An illustration of a robot with the text "AGI (depending on your definition) is Coming!" on a bright yellow background. The robot has a human-like face, and it is holding a sign with the text. The robot is standing on a blue platform. There are stars and a planet in the background.
Created with Ideogram using the prompt: 'An illustration of a robot with the text "AGI (depending on your definition) is Coming!" on a bright yellow background. The robot has a human-like face, and it is holding a sign with the text. The robot is standing on a blue platform. There are stars and a planet in the background.'

OpenAI o3 Hits 88% on Alan’s AGI Countdown: Here’s Why That Matters

OpenAI’s o3 model just hit 88% on Alan Thompson’s AGI countdown, up from 84%. The jump comes from o3 crushing several key benchmarks that measure how close we are to artificial general intelligence.

First, let’s look at the numbers. On the GPQA Diamond benchmark, o3 scored 87.7%, compared to the previous model’s 78.3%. For context, this test measures an AI’s ability to reason through complex problems – not just memorize answers.

But the real shocker came from the 2024 American Mathematical Olympiad. o3 got 96.7%, missing just one question on one of the hardest math tests in the world.
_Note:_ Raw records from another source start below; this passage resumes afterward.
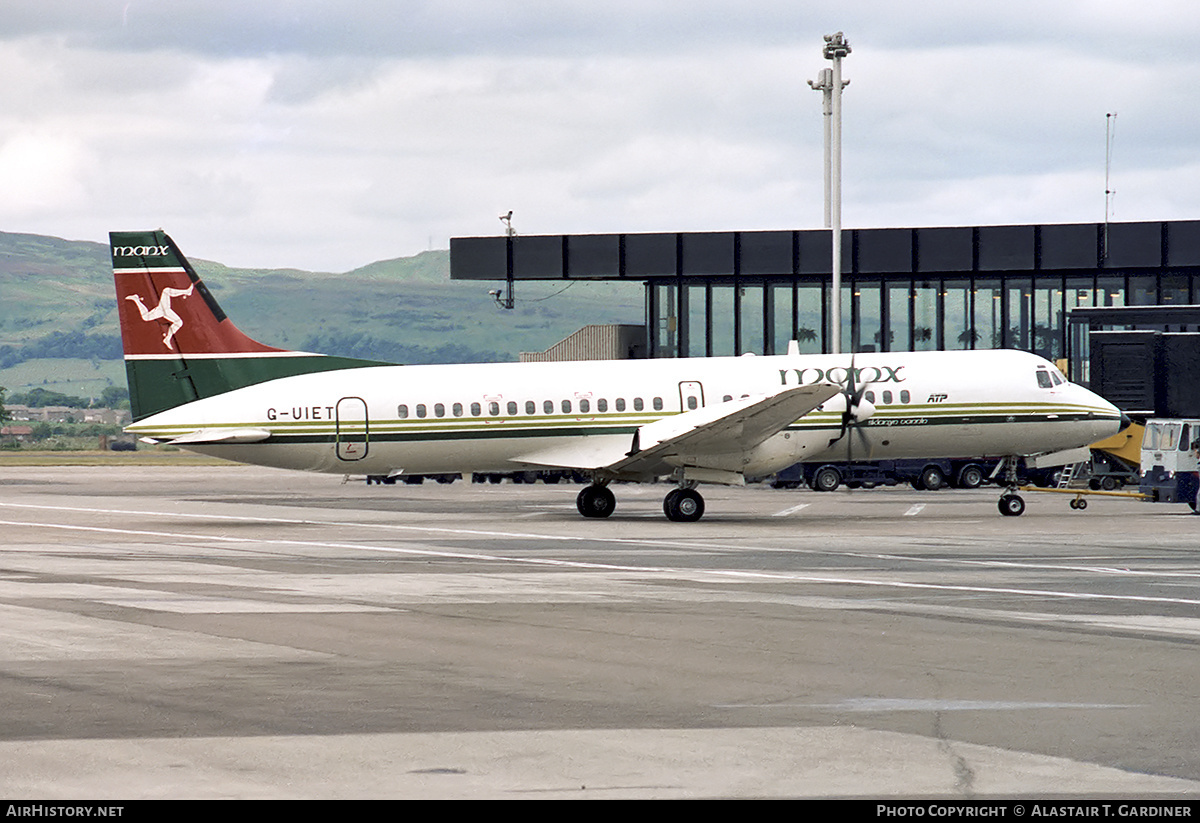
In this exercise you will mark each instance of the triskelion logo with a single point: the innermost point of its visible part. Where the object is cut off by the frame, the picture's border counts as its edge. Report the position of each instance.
(163, 311)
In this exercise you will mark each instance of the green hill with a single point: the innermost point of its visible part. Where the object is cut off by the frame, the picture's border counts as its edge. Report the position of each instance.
(59, 326)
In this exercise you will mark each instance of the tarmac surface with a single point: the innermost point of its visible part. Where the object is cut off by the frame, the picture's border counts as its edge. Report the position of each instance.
(240, 632)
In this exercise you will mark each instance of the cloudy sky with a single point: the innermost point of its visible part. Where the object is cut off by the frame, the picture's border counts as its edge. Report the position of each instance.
(329, 134)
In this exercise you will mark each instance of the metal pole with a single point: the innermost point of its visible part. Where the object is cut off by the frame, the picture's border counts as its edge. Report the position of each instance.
(825, 85)
(837, 47)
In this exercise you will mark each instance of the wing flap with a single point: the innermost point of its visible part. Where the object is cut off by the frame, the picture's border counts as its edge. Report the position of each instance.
(721, 428)
(725, 428)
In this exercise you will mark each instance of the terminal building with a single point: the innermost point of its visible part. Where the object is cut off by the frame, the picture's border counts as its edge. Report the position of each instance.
(1067, 292)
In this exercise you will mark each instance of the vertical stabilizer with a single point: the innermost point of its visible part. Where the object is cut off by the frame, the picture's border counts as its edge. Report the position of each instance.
(179, 346)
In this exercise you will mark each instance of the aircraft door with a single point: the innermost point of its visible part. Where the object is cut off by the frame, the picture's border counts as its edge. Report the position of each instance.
(691, 395)
(353, 431)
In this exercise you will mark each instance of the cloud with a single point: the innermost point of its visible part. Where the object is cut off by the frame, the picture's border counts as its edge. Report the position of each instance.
(327, 136)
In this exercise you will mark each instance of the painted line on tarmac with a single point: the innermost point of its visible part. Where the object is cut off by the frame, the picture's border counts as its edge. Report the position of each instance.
(673, 571)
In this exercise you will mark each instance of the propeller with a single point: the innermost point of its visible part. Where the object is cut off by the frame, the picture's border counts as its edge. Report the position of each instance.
(857, 410)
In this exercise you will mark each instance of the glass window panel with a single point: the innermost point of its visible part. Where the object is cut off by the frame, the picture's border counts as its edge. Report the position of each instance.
(750, 318)
(697, 330)
(1173, 289)
(1143, 290)
(666, 323)
(723, 320)
(1019, 314)
(809, 311)
(960, 331)
(924, 316)
(899, 295)
(1048, 331)
(987, 314)
(781, 316)
(1110, 290)
(868, 316)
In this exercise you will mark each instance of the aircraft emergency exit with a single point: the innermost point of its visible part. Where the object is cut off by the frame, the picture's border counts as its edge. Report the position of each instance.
(198, 382)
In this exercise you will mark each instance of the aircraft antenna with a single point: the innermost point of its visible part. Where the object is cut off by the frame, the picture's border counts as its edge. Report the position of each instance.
(831, 85)
(1110, 136)
(502, 299)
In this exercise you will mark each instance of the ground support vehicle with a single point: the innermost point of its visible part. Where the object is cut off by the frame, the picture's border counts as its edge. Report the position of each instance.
(922, 474)
(1169, 462)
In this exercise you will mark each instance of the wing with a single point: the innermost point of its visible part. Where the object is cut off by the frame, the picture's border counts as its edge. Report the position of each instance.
(714, 430)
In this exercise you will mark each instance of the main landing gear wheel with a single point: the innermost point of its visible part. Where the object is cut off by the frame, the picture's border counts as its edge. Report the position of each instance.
(595, 502)
(683, 505)
(1012, 505)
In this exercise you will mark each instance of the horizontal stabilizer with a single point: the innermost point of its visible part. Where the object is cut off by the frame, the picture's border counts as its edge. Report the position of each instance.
(221, 436)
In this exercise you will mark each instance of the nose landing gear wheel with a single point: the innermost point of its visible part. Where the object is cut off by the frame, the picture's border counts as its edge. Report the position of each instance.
(595, 502)
(1012, 505)
(683, 505)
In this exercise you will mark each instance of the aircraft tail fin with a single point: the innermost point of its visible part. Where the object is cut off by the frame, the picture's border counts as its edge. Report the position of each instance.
(179, 346)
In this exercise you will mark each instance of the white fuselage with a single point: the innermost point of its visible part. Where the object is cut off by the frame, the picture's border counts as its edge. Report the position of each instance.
(502, 416)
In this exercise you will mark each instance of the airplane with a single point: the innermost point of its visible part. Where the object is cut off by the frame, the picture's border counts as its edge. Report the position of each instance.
(199, 383)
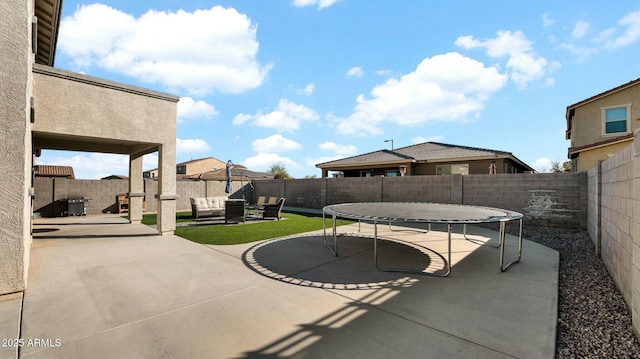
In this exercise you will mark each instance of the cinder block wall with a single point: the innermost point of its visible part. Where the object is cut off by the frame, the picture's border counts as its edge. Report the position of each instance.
(616, 210)
(614, 221)
(594, 190)
(552, 199)
(549, 199)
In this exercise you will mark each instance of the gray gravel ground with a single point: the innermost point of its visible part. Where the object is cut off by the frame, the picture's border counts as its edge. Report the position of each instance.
(593, 319)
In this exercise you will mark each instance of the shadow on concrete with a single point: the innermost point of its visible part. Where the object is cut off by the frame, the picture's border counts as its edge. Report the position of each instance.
(307, 262)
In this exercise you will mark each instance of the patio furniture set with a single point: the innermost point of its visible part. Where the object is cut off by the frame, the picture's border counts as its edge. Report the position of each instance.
(236, 209)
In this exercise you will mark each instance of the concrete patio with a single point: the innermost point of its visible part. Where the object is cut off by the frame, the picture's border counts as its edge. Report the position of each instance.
(102, 288)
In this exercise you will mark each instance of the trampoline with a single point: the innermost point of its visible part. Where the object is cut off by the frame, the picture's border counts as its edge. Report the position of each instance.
(411, 212)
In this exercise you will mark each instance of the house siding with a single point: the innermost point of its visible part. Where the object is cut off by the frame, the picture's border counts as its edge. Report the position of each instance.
(586, 125)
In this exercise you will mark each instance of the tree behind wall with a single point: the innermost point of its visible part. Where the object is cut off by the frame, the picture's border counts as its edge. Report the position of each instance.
(279, 171)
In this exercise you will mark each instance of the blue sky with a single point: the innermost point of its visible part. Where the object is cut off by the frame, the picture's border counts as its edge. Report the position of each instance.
(302, 82)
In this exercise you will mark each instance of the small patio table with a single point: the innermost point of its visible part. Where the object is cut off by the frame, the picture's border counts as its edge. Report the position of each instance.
(412, 212)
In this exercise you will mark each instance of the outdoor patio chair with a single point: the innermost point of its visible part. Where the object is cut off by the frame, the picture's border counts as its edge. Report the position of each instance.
(273, 210)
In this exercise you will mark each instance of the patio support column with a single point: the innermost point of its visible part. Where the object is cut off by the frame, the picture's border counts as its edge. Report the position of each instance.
(167, 188)
(15, 145)
(136, 188)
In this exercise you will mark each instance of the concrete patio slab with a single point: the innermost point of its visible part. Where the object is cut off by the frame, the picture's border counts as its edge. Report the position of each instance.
(10, 309)
(100, 292)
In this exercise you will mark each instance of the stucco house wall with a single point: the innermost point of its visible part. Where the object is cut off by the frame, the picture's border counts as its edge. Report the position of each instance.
(124, 113)
(586, 128)
(589, 158)
(16, 58)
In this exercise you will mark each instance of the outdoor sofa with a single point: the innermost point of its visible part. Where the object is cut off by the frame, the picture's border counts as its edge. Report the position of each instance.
(207, 206)
(273, 210)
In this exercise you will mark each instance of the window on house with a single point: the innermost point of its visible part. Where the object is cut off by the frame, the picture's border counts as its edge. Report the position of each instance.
(462, 169)
(615, 119)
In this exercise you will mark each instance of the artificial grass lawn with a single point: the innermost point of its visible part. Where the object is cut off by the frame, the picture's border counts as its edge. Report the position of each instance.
(250, 232)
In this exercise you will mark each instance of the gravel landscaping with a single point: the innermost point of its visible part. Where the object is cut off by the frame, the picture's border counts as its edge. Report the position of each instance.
(593, 319)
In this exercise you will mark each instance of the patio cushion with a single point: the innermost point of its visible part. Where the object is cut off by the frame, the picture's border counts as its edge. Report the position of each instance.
(200, 203)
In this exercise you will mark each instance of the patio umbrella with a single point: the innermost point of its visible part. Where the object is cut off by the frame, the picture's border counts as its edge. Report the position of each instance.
(228, 188)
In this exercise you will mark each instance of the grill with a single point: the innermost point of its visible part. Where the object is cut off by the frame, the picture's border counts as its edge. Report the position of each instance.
(76, 206)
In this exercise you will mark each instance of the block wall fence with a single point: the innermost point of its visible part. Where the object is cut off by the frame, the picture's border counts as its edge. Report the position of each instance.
(551, 199)
(614, 221)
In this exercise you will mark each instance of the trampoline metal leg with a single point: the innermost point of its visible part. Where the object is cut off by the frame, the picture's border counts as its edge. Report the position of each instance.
(502, 244)
(464, 233)
(334, 249)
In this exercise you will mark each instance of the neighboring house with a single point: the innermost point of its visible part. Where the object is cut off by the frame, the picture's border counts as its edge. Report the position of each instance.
(42, 107)
(602, 125)
(48, 171)
(115, 177)
(238, 173)
(191, 167)
(429, 158)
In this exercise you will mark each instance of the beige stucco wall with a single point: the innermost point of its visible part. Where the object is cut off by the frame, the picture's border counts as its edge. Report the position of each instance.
(587, 120)
(15, 143)
(84, 113)
(204, 165)
(588, 158)
(72, 104)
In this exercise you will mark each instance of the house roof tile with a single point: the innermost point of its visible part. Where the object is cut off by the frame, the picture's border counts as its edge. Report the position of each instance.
(55, 171)
(423, 152)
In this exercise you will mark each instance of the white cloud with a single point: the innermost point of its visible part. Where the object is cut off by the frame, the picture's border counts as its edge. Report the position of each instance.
(288, 116)
(447, 87)
(263, 161)
(308, 90)
(524, 64)
(191, 146)
(312, 162)
(580, 29)
(420, 139)
(190, 109)
(201, 51)
(630, 33)
(547, 20)
(355, 72)
(321, 3)
(542, 164)
(580, 53)
(275, 144)
(385, 72)
(341, 150)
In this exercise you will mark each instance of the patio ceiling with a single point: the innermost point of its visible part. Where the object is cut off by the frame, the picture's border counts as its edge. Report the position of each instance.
(53, 141)
(48, 14)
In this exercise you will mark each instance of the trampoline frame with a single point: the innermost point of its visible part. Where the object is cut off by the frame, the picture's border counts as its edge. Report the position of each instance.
(388, 216)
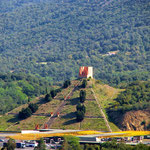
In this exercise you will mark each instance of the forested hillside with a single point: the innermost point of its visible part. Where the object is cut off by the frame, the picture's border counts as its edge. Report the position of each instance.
(18, 89)
(54, 37)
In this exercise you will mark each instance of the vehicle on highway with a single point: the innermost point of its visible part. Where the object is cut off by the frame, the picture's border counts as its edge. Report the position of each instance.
(31, 144)
(1, 140)
(20, 145)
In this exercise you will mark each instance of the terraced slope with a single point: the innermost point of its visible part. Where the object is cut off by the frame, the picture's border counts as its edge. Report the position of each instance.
(65, 103)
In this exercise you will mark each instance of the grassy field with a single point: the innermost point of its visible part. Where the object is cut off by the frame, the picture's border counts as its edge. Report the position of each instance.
(6, 121)
(67, 119)
(29, 123)
(105, 95)
(94, 124)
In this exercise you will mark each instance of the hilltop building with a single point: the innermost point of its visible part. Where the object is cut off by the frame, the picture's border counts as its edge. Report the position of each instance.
(85, 72)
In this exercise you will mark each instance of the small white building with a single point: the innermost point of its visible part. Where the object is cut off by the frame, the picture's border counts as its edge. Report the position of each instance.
(85, 72)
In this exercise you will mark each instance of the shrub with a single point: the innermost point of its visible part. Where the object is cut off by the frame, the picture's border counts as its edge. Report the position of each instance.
(66, 84)
(48, 98)
(84, 83)
(79, 115)
(33, 107)
(53, 93)
(80, 107)
(82, 96)
(25, 113)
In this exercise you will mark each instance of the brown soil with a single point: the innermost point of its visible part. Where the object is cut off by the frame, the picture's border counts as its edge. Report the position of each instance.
(133, 120)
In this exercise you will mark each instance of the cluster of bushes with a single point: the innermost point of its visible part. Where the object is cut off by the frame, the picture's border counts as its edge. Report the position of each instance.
(16, 89)
(52, 94)
(80, 107)
(135, 97)
(66, 83)
(80, 112)
(27, 112)
(82, 96)
(84, 83)
(135, 92)
(125, 108)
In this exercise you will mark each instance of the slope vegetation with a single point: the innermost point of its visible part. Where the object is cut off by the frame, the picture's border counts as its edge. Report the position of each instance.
(69, 97)
(54, 37)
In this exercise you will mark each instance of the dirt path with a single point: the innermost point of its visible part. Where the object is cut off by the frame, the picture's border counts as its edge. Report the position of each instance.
(106, 121)
(60, 107)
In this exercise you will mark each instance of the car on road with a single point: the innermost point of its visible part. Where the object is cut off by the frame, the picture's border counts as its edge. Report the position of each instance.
(1, 140)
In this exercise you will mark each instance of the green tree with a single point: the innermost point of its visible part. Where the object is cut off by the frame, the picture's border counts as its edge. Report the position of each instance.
(84, 83)
(79, 115)
(48, 98)
(82, 96)
(81, 107)
(53, 93)
(10, 145)
(25, 113)
(66, 83)
(33, 107)
(41, 145)
(70, 143)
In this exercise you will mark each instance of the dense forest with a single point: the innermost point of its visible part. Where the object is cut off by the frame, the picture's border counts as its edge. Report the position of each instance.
(52, 38)
(135, 97)
(18, 89)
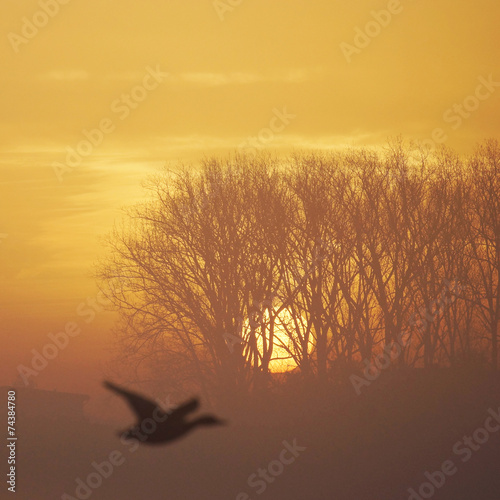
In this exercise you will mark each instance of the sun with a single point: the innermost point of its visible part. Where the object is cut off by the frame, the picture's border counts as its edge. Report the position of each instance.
(286, 340)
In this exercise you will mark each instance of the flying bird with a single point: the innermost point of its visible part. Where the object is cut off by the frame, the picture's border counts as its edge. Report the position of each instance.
(154, 425)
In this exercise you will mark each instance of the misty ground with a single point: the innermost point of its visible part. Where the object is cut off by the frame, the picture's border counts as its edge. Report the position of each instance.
(367, 447)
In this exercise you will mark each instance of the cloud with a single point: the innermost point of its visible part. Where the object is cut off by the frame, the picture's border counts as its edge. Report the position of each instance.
(65, 75)
(208, 79)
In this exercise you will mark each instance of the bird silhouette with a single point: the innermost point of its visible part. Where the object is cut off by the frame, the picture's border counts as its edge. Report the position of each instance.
(154, 425)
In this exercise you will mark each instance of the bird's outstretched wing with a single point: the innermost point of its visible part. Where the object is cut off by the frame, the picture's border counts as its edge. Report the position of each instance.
(180, 412)
(142, 407)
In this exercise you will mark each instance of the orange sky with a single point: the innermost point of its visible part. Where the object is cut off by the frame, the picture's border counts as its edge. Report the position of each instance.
(221, 82)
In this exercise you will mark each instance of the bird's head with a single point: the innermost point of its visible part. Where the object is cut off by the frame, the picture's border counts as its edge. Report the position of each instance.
(128, 434)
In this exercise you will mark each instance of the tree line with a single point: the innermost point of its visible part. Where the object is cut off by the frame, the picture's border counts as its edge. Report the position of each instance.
(333, 257)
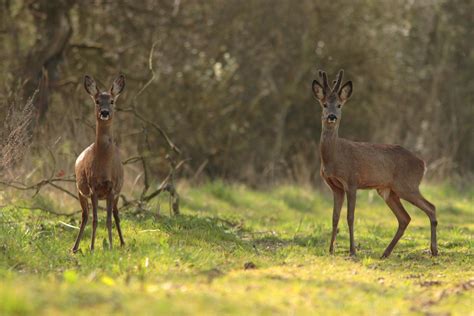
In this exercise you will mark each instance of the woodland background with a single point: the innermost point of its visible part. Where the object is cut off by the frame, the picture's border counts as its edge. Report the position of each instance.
(230, 83)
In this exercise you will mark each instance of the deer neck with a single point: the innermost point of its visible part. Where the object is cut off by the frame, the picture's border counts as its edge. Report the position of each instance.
(104, 138)
(328, 144)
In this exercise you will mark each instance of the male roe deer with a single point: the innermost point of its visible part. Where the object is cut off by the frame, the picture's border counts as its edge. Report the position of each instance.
(99, 170)
(347, 166)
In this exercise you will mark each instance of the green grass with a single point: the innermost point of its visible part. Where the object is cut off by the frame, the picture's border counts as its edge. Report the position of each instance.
(194, 263)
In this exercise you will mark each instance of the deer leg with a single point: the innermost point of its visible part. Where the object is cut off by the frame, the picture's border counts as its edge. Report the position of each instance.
(393, 202)
(95, 202)
(85, 216)
(117, 223)
(351, 200)
(419, 201)
(336, 212)
(110, 205)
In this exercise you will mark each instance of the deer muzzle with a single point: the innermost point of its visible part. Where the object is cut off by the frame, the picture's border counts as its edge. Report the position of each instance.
(331, 118)
(104, 115)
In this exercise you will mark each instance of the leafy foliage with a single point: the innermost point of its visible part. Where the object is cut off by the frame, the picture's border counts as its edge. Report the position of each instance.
(236, 250)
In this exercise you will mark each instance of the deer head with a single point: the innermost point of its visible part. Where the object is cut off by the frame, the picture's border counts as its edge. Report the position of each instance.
(104, 101)
(332, 100)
It also dominated coding challenges, reaching the 99.8th percentile on Codeforces with a rating of 2727.

The most impressive result? FrontierMath. Fields Medalist Timothy Gowers said these problems were so hard that getting even one right would be beyond current AI capabilities. o3 solved 63 out of 250 questions, scoring 25.2%. The previous model only managed 2%.

I agree with Alan’s assessment. The test results show that if you can create a clear benchmark for a task, AI will eventually master it. There’s no upper limit – as Sam Altman said, “There is no wall.”

For more technical details on o3’s capabilities, check out my analysis of its performance on the ARC-AGI benchmark: https://adam.holter.com/openai-o3-scores-75-7-on-arc-agi-a-technical-analysis/

The rapid progress in AI reasoning and problem-solving suggests we’re moving faster toward AGI than many expected. While some debate the timeline, the benchmark results speak for themselves. AI systems are getting better at tasks we thought would take decades to crack.

What’s next? I’ll be watching how o3 performs on even harder problems and tracking its impact on real-world applications. The countdown to AGI just got more interesting.